By: Scott N. Miller, Vail Daily, November 19, 2013
VAIL — Ever since the town of Vail bought the Timber Ridge apartments, there have been plans, big plans, for what might come next on the 10-acre property. Those plans all failed. A more modest project may succeed where the big plans did not.
The Vail Town Council on Tuesday approved a development agreement with developers Jen Wright and Gary Gorman to build about 113 studio, one- and two-bedroom apartments on the eastern half of the property. The new project could break ground in May of next year and be finished in time for the 2015-16 ski season.
While the new units will still be rentals, they’ll be aimed at a very different market. Timber Ridge now is aimed primarily at seasonal workers. The new market will be year-round residents.
The last plan proposed for the property had triple the units, as well as a parking structure. But there was also a gap of $8 to $10 million in the project’s cost that the last developer asked the town to make up, which doomed that proposal.
Reflecting on that and other attempts to re-develop the site, Vail Community Development Department Director George Ruther said those proposals in many ways were “more frosting than cake.”
Ruther said problems included everything from parking to snow storage to the ability to build units on what is in places a very steep piece of property.
This plan, he said, started from a more basic premise — what could realistically be built on the property without any financial support from the town except providing the land.
These units will be aimed at year-round residents, so each apartment will have its own laundry equipment and furnace, as well as a small storage locker for each bedroom. But the apartments have to be built to a price. That will limit the size of the buildings. It will also put tight limits on parking.
Wright said one-bedroom units will have one parking space each.

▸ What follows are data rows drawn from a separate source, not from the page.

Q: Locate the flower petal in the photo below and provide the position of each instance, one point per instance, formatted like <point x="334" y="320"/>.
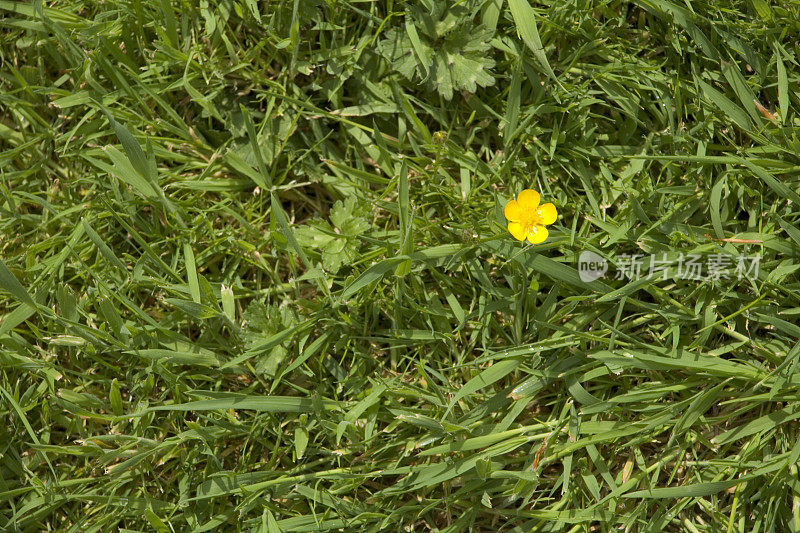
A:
<point x="547" y="214"/>
<point x="516" y="229"/>
<point x="513" y="211"/>
<point x="528" y="199"/>
<point x="538" y="234"/>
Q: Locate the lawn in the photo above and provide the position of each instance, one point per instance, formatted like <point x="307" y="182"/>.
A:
<point x="259" y="267"/>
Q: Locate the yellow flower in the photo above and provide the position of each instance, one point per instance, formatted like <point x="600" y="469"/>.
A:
<point x="526" y="218"/>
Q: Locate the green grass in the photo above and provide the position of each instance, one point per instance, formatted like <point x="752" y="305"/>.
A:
<point x="255" y="275"/>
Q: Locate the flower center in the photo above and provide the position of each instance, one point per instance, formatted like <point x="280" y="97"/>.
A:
<point x="530" y="217"/>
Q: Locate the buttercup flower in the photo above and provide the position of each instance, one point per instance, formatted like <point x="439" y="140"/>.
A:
<point x="527" y="219"/>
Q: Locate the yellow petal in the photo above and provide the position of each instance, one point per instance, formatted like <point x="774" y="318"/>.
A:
<point x="516" y="229"/>
<point x="528" y="199"/>
<point x="513" y="211"/>
<point x="538" y="234"/>
<point x="547" y="214"/>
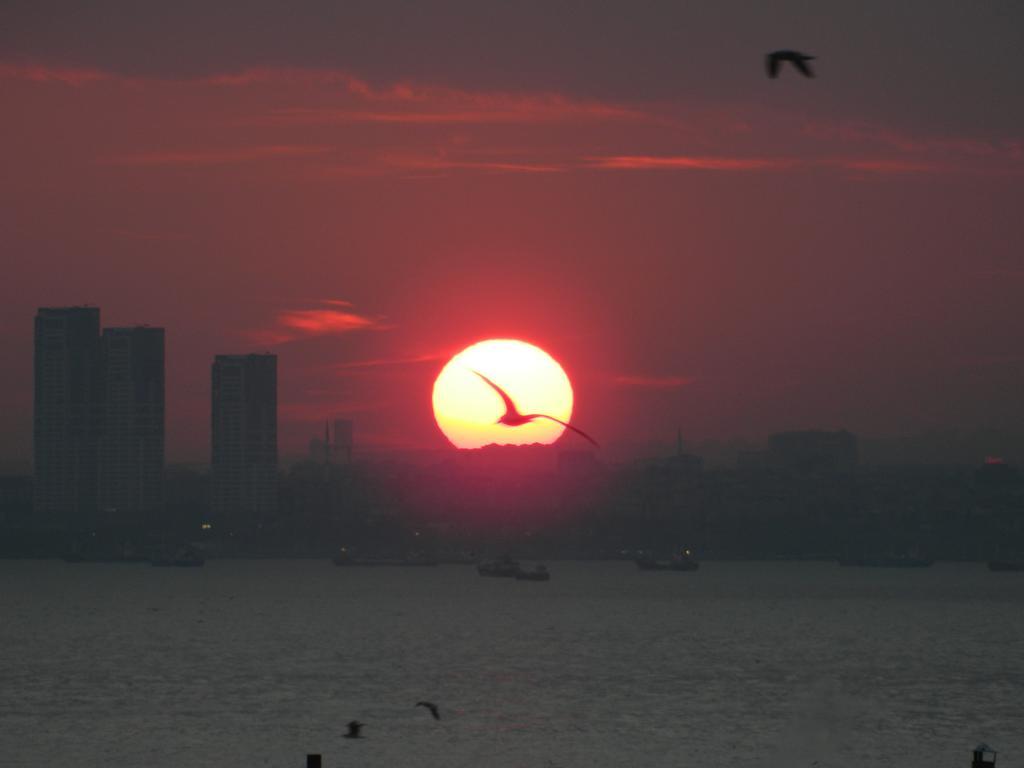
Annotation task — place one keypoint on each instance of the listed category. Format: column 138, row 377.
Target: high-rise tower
column 67, row 415
column 131, row 443
column 244, row 465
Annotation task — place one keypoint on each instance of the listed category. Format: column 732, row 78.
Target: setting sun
column 467, row 409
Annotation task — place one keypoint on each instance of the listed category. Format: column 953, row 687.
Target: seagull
column 432, row 707
column 774, row 59
column 354, row 727
column 512, row 417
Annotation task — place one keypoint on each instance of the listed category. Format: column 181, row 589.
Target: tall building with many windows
column 244, row 462
column 131, row 443
column 67, row 415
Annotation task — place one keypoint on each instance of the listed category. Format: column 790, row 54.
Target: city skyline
column 698, row 245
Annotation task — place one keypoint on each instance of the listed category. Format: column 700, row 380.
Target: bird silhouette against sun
column 512, row 417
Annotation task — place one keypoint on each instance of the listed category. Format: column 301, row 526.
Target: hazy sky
column 367, row 187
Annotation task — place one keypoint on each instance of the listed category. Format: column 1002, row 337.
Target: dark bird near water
column 774, row 60
column 431, row 707
column 354, row 727
column 512, row 417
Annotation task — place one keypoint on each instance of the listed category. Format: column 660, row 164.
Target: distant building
column 131, row 444
column 244, row 462
column 15, row 500
column 341, row 450
column 814, row 451
column 67, row 415
column 336, row 449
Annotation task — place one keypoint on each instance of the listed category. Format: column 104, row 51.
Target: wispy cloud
column 687, row 163
column 388, row 361
column 443, row 163
column 44, row 74
column 337, row 316
column 218, row 157
column 652, row 382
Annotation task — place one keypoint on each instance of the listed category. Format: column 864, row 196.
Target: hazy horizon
column 367, row 188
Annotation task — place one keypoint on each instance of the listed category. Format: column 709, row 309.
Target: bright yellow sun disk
column 467, row 410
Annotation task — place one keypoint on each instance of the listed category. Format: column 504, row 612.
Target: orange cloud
column 653, row 382
column 688, row 163
column 333, row 320
column 217, row 157
column 388, row 361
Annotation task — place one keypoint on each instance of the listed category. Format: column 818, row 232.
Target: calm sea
column 257, row 663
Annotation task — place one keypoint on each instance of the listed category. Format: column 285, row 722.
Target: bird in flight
column 512, row 417
column 774, row 60
column 354, row 726
column 432, row 707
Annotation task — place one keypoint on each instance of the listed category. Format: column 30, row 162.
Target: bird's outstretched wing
column 805, row 69
column 566, row 425
column 509, row 406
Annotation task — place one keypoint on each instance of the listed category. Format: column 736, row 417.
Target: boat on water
column 1006, row 564
column 539, row 573
column 344, row 557
column 186, row 557
column 504, row 567
column 682, row 560
column 887, row 561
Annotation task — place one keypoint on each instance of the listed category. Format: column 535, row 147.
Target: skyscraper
column 244, row 462
column 67, row 415
column 131, row 443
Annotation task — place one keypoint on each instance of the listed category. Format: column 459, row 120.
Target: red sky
column 773, row 254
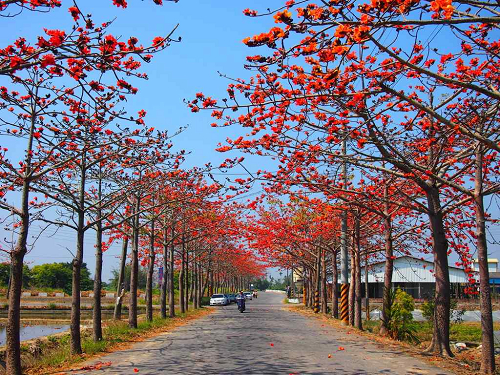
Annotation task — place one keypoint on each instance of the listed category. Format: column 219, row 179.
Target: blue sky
column 211, row 33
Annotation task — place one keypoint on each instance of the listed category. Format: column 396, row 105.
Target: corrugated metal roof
column 411, row 270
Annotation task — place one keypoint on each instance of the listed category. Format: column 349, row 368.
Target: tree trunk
column 181, row 276
column 367, row 289
column 389, row 267
column 352, row 289
column 13, row 352
column 335, row 293
column 13, row 342
column 120, row 289
column 211, row 285
column 134, row 269
column 97, row 311
column 186, row 279
column 164, row 284
column 171, row 287
column 487, row 341
column 76, row 347
column 324, row 291
column 440, row 343
column 357, row 263
column 149, row 280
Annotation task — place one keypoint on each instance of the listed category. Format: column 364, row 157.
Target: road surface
column 263, row 340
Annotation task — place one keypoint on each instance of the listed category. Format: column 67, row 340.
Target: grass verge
column 53, row 354
column 464, row 363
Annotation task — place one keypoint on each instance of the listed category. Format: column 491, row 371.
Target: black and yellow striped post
column 316, row 302
column 344, row 304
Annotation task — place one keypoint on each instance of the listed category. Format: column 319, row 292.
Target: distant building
column 493, row 271
column 492, row 265
column 413, row 275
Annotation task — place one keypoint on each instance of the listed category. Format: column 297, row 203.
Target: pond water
column 33, row 331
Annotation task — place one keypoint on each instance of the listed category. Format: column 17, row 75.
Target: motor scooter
column 241, row 304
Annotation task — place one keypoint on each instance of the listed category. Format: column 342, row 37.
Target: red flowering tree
column 38, row 113
column 410, row 109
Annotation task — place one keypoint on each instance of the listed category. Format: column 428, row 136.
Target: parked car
column 219, row 300
column 248, row 295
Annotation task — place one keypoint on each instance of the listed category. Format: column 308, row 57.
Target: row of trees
column 88, row 165
column 383, row 120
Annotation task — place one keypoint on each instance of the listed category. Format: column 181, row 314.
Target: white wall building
column 415, row 276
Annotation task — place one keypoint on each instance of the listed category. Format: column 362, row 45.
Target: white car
column 219, row 300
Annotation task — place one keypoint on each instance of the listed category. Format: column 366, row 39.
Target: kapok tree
column 57, row 54
column 335, row 86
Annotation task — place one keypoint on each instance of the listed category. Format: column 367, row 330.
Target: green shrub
column 400, row 322
column 456, row 315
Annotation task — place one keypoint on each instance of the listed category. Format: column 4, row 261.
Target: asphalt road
column 265, row 339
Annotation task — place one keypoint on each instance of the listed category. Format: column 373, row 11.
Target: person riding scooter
column 240, row 301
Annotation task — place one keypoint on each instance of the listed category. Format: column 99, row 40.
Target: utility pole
column 344, row 270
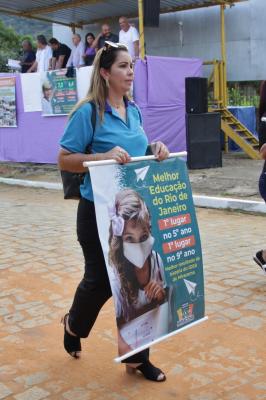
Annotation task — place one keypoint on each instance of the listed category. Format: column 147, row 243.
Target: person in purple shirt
column 90, row 51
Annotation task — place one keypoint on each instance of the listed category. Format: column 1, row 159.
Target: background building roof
column 82, row 12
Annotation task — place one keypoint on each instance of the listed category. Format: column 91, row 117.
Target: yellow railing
column 217, row 78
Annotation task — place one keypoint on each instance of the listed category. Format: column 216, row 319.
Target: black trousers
column 94, row 289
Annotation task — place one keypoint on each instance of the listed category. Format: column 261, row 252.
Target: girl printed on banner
column 138, row 282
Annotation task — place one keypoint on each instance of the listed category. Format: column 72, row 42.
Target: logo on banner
column 185, row 314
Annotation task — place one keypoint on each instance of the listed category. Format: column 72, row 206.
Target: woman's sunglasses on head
column 108, row 45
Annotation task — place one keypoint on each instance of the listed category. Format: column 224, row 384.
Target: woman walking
column 118, row 135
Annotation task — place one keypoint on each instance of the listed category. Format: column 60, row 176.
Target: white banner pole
column 133, row 159
column 140, row 348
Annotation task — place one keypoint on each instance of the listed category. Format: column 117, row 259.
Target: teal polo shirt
column 113, row 131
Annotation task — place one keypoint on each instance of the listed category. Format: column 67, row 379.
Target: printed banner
column 8, row 117
column 150, row 239
column 59, row 92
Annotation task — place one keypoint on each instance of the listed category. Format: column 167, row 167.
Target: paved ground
column 40, row 265
column 237, row 178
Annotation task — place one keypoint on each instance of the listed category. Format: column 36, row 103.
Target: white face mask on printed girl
column 137, row 253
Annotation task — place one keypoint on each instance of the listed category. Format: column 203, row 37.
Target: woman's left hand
column 154, row 291
column 160, row 150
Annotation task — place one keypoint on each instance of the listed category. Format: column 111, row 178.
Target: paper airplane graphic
column 191, row 286
column 141, row 173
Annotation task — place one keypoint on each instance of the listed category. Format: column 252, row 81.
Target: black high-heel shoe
column 149, row 371
column 71, row 343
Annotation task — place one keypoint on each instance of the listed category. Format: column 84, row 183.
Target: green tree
column 10, row 46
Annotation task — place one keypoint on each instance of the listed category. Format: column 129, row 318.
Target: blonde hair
column 98, row 90
column 130, row 206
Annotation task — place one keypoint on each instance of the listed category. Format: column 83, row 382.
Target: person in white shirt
column 43, row 55
column 129, row 36
column 76, row 57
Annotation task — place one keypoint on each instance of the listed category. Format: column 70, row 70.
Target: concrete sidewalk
column 41, row 264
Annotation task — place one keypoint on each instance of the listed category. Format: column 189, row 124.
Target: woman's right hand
column 118, row 154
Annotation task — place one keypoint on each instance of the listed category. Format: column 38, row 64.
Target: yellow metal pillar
column 223, row 56
column 141, row 30
column 223, row 72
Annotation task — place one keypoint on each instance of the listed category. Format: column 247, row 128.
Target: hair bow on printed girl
column 118, row 222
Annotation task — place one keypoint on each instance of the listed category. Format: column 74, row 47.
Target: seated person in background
column 129, row 36
column 28, row 56
column 105, row 34
column 61, row 54
column 47, row 91
column 43, row 55
column 76, row 57
column 90, row 51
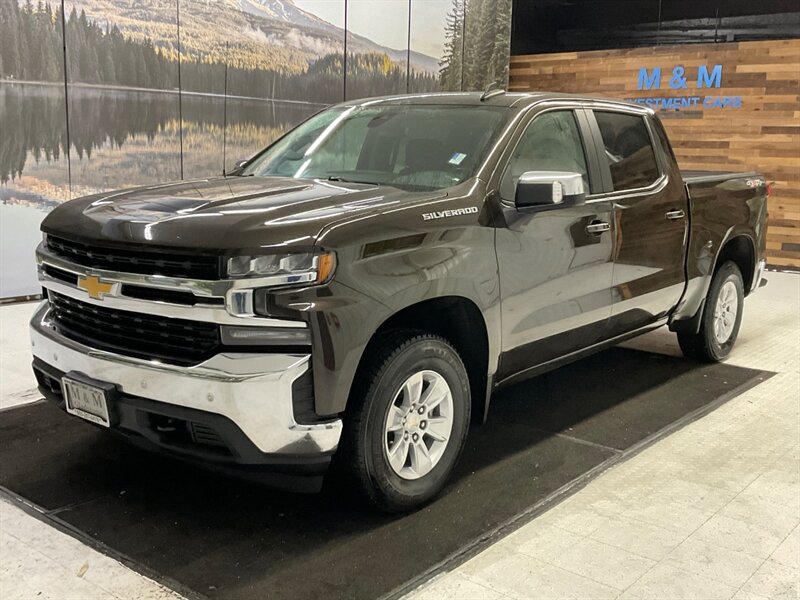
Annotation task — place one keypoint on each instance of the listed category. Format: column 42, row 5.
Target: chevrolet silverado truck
column 356, row 292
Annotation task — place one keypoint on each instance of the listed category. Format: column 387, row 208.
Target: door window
column 628, row 149
column 551, row 142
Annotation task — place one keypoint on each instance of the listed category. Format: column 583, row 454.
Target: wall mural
column 159, row 90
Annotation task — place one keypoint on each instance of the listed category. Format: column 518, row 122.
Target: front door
column 651, row 216
column 556, row 265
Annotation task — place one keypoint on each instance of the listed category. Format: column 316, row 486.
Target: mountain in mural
column 267, row 34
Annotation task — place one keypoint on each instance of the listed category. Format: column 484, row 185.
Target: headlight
column 284, row 269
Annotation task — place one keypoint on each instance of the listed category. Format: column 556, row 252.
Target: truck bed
column 701, row 177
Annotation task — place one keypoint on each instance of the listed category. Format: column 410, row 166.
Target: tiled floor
column 712, row 511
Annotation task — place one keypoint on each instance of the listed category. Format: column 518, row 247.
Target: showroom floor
column 711, row 511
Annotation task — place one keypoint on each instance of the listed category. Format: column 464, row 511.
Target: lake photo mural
column 97, row 95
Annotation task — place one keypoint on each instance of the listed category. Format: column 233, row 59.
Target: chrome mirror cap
column 549, row 189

Two-bedroom units will have about one-and-a-half spaces per units.
Council member Margaret Rogers asked if parking could be further tightened to provide more housing.
But Ruther said this amount of parking more accurately reflects the needs of the people who will live there.
“You’re asking people to live in these units like we’d live in our homes,” Ruther said. “They’re going to expect what they can get elsewhere.”
Council member Dave Chapin said more units on the property would affect tenants’ quality of life.
But, he added, the current plan seems good for younger people living in Vail all year.
“You can figure out the parking,” Chapin said.
Given the target market for the new apartments, Rogers also asked where seasonal employees will be expected to live. Ruther said there’s a “great opportunity” to put more people into the west side of Timber Ridge.
There’s still a lot more work to do to get the new project ready for groundbreaking, and Ruther said there’s still plenty of opportunity for public comment.
The Vail Planning and Environmental Commission will hold its first hearings on the plan Dec. 16 and 18.
But Jim Lamont, the representative for the Vail Homeowners Association, said this is an important first step, especially given the need to either restore or replace the structures now at Timber Ridge.
“If this is a realistic thing to get done, then let’s get it done,” Lamont said.